High performance computing is now at a point in its existence where to be the number one, you need very powerful, very efficient hardware, lots of it, and lots of capability to deploy it. Deploying a single rack of servers to total a couple of thousand cores isn't going to cut it. The former #1 supercomputer, Summit, is built from 22-core IBM Power9 CPUs paired with NVIDIA GV100 accelerators, totaling 2.4 million cores and consuming 10 MegaWatts of power. The new Fugaku supercomputer, built at Riken in partnership with Fujitsu, takes the top spot on the June 2020 #1 list, with 7.3 million cores and consuming 28 MegaWatts of power.

Fujitsu Fugaku report by Jack Dongarra (3.3 MB PDF)

The Fujitsu A64FX is a 64-bit ARM CPU with 48 cores and 2-4 cores assistant cores for the operating system. It uses 32 GiB of on-package High Bandwidth Memory 2. There are no GPUs or accelerators used in the the Fugaku supercomputer.

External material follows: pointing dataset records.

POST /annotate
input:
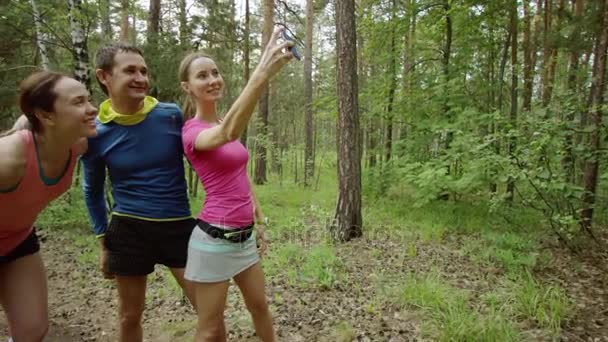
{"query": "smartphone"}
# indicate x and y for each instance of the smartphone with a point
(294, 49)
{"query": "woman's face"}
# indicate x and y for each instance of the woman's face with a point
(204, 80)
(74, 115)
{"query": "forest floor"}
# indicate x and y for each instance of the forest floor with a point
(417, 274)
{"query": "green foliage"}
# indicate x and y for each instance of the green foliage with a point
(449, 313)
(546, 305)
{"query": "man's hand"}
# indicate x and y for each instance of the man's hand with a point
(103, 259)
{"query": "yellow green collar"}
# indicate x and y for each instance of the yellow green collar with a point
(107, 113)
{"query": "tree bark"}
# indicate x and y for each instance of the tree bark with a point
(308, 149)
(514, 80)
(596, 101)
(184, 32)
(262, 132)
(79, 44)
(246, 60)
(44, 55)
(106, 23)
(527, 93)
(153, 22)
(568, 161)
(348, 220)
(388, 139)
(124, 21)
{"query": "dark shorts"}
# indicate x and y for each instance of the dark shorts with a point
(135, 246)
(29, 246)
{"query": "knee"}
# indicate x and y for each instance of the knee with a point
(131, 318)
(31, 330)
(258, 307)
(211, 331)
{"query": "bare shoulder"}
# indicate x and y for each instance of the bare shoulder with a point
(12, 164)
(81, 146)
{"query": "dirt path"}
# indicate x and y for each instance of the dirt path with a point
(83, 305)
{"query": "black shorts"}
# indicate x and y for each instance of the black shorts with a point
(29, 246)
(135, 246)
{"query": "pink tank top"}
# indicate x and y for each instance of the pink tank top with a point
(19, 207)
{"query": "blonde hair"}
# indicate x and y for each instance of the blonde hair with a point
(189, 107)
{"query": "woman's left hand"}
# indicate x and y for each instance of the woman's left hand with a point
(261, 239)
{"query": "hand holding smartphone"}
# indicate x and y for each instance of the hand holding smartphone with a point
(294, 49)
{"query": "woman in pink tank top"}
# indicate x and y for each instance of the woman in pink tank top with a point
(223, 245)
(36, 167)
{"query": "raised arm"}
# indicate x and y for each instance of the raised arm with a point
(235, 122)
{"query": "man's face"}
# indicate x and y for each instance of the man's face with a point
(128, 80)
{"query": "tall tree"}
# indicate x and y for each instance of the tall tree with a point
(184, 32)
(514, 73)
(546, 51)
(79, 43)
(262, 132)
(568, 161)
(348, 219)
(153, 22)
(308, 150)
(106, 23)
(124, 20)
(596, 101)
(527, 93)
(246, 71)
(388, 139)
(44, 55)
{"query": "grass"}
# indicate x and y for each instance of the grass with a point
(448, 313)
(546, 305)
(301, 256)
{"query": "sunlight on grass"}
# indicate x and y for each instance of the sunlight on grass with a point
(448, 311)
(546, 305)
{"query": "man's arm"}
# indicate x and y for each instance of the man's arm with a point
(93, 187)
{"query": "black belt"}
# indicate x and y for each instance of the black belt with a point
(235, 235)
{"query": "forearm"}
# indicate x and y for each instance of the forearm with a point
(236, 120)
(94, 195)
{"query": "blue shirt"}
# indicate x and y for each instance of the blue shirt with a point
(145, 165)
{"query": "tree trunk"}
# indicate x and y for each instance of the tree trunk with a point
(388, 139)
(447, 51)
(184, 34)
(106, 23)
(527, 94)
(262, 132)
(308, 153)
(79, 44)
(153, 22)
(44, 55)
(553, 63)
(596, 101)
(513, 112)
(568, 162)
(536, 37)
(246, 60)
(546, 51)
(348, 220)
(124, 20)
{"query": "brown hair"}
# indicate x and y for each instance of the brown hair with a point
(183, 74)
(37, 92)
(104, 58)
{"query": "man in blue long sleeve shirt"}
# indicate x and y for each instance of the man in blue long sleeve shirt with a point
(139, 144)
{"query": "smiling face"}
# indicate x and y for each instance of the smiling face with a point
(73, 114)
(128, 80)
(205, 83)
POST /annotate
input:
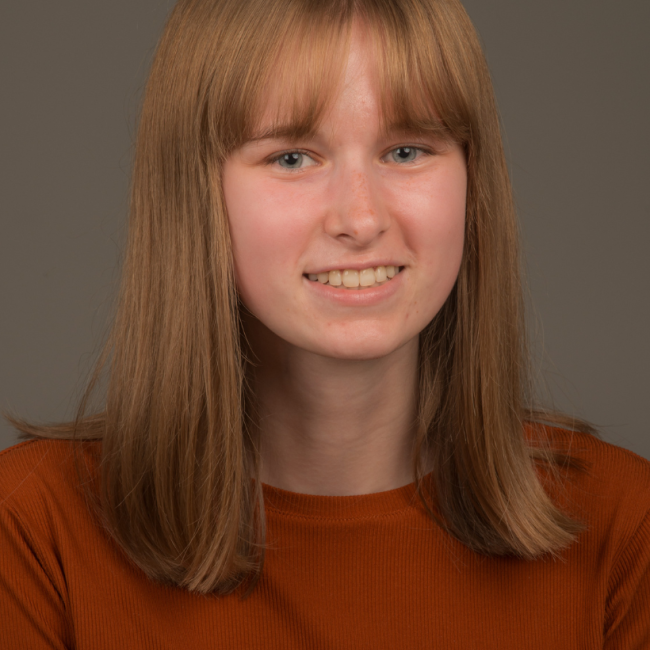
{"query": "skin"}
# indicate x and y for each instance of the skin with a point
(336, 383)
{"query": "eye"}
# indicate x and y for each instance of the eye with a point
(293, 160)
(406, 154)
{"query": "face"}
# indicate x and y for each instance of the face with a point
(309, 217)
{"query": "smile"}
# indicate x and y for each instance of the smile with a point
(353, 279)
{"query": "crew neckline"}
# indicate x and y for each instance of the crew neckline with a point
(358, 506)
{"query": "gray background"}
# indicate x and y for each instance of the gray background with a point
(572, 82)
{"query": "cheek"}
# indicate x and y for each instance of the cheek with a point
(434, 226)
(268, 231)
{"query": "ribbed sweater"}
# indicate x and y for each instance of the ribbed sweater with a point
(342, 572)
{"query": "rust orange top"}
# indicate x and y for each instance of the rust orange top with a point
(351, 572)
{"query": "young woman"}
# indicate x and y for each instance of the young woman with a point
(317, 430)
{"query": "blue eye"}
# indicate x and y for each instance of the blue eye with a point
(291, 160)
(404, 154)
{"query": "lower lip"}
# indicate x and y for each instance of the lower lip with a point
(357, 297)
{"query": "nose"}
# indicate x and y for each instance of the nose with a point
(357, 214)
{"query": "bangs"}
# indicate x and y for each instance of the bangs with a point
(287, 82)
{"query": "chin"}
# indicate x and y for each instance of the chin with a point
(360, 349)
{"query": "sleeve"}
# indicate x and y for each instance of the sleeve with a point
(32, 608)
(627, 624)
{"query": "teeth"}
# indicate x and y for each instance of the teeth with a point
(335, 278)
(367, 278)
(352, 279)
(380, 274)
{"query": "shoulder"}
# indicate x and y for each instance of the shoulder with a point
(612, 493)
(40, 476)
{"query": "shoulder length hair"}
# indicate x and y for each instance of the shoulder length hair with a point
(177, 431)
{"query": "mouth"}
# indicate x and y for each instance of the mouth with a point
(352, 279)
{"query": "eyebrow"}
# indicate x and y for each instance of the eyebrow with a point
(293, 132)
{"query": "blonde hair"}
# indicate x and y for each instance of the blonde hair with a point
(178, 435)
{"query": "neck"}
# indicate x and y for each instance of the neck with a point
(331, 426)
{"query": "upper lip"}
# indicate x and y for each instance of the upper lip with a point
(353, 266)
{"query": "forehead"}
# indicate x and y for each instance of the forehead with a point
(303, 86)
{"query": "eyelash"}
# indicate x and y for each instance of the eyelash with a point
(277, 157)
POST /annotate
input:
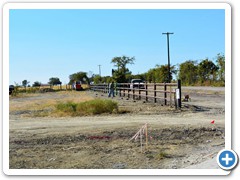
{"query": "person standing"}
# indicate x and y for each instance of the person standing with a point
(111, 89)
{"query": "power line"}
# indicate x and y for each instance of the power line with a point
(99, 70)
(169, 73)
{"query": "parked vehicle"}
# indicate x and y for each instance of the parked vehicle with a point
(78, 86)
(137, 84)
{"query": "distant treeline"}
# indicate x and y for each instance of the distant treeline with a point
(191, 72)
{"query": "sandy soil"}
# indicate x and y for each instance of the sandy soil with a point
(176, 138)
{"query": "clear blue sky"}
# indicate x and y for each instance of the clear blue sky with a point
(57, 43)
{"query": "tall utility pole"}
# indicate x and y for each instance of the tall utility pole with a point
(169, 73)
(99, 70)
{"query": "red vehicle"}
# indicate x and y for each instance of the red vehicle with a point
(78, 86)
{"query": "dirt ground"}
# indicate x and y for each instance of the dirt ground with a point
(176, 138)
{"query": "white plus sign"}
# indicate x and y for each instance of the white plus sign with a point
(227, 159)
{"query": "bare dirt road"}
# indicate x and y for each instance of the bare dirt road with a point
(176, 138)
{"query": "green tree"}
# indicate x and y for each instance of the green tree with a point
(188, 72)
(207, 71)
(79, 76)
(97, 79)
(122, 73)
(36, 84)
(54, 81)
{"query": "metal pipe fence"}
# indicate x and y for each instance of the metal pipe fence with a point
(164, 93)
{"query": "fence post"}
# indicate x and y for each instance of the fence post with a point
(165, 94)
(133, 94)
(155, 92)
(139, 92)
(170, 95)
(146, 92)
(120, 90)
(180, 94)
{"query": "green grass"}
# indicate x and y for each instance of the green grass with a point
(92, 107)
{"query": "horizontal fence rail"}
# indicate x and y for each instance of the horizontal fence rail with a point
(164, 93)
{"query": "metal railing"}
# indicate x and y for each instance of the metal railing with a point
(164, 93)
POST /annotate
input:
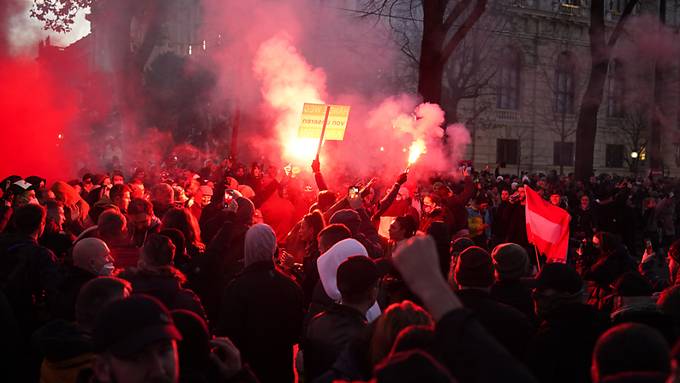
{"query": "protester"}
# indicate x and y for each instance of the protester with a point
(262, 306)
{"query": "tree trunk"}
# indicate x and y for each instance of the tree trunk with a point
(586, 128)
(431, 63)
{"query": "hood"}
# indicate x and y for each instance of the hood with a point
(328, 264)
(260, 244)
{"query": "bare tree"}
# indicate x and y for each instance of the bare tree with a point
(634, 127)
(600, 55)
(444, 23)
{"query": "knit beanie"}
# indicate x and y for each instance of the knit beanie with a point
(510, 261)
(474, 268)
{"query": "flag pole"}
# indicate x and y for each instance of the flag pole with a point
(538, 258)
(323, 132)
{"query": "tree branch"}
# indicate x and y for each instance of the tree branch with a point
(630, 6)
(455, 13)
(469, 22)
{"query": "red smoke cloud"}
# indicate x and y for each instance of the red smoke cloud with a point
(34, 112)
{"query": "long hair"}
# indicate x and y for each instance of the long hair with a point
(182, 220)
(396, 318)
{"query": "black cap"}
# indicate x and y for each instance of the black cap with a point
(356, 275)
(125, 327)
(559, 277)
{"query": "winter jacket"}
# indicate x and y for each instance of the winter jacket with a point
(29, 277)
(516, 294)
(326, 335)
(562, 348)
(262, 313)
(66, 350)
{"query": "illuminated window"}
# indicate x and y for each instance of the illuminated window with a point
(507, 151)
(616, 89)
(564, 83)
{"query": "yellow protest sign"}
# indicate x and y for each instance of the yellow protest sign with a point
(313, 116)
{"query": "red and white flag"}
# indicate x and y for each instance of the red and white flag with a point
(547, 227)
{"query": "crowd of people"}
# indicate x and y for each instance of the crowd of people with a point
(230, 273)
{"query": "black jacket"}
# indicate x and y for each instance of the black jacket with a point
(29, 277)
(262, 313)
(165, 285)
(562, 348)
(327, 334)
(514, 293)
(472, 355)
(510, 327)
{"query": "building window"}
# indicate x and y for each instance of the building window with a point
(564, 83)
(563, 153)
(507, 151)
(614, 156)
(508, 83)
(616, 89)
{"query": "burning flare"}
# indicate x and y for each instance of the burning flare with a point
(417, 148)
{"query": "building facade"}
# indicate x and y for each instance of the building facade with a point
(526, 118)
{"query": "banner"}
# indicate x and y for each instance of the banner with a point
(313, 116)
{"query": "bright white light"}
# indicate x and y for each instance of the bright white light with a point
(24, 31)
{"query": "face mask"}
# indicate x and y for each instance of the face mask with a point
(106, 270)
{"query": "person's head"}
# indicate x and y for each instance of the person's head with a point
(245, 211)
(140, 214)
(505, 195)
(349, 218)
(194, 348)
(182, 220)
(669, 303)
(555, 199)
(606, 242)
(357, 279)
(95, 294)
(93, 255)
(430, 203)
(396, 317)
(55, 214)
(522, 194)
(403, 227)
(118, 178)
(332, 234)
(256, 170)
(87, 183)
(260, 244)
(158, 251)
(30, 220)
(206, 193)
(511, 261)
(311, 226)
(325, 200)
(556, 285)
(112, 226)
(177, 239)
(630, 350)
(474, 269)
(135, 340)
(120, 195)
(674, 254)
(162, 194)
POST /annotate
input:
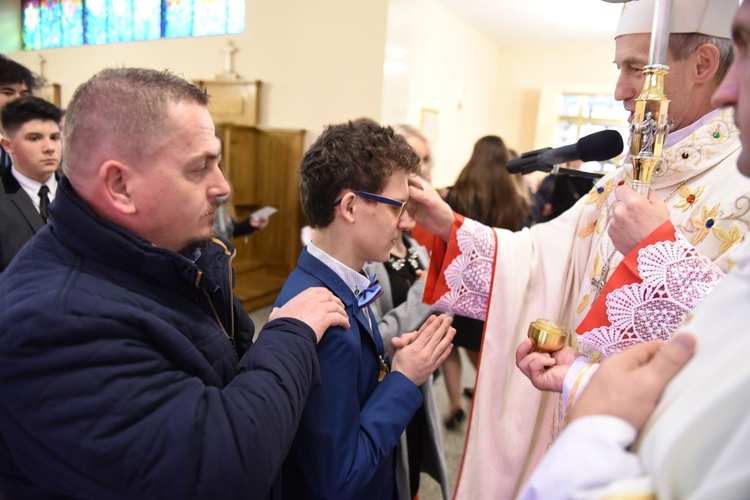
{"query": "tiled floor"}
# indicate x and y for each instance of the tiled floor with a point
(453, 440)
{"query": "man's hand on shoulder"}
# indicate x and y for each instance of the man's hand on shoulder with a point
(317, 307)
(545, 370)
(629, 384)
(418, 354)
(635, 217)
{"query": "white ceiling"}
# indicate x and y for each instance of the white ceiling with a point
(541, 21)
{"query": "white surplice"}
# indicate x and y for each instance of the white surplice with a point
(695, 446)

Fugaku can reach as high as 537 petaflops of FP64 (boost mode), or 1.07 exaflops of FP32, 2.15 exaflops of FP16, and 4.3 exaOPS of INT8. Theoretical peak memory bandwidth is 163 petabytes per second.

RMAX of #10 system: 18.2 petaflops (November 2019), 21.23 petaflops (June 2020)

RMAX of #100 system: 2.57 petaflops (November 2019), 2.802 petaflops (June 2020)

RMAX of #500 system: 1.142 petaflops (November 2019), 1.23 petaflops (June 2020)

Every six months TOP500.org announces its list of the top 500 fastest supercomputers. The new TOP500 list -- their 55th -- was announced today with a brand new system at the top.

Installed at the RIKEN Center for Computational Science, the system is named Fugaku. It is comprised of Fujitsu A64FX SoCs, each of which sports 48 cores at 2.2 GHz and is based on the ARM architecture. In total, it has 7,299,072 cores and attains an Rmax of 415.5 (PFlop/s) on the High Performance Linpack benchmark.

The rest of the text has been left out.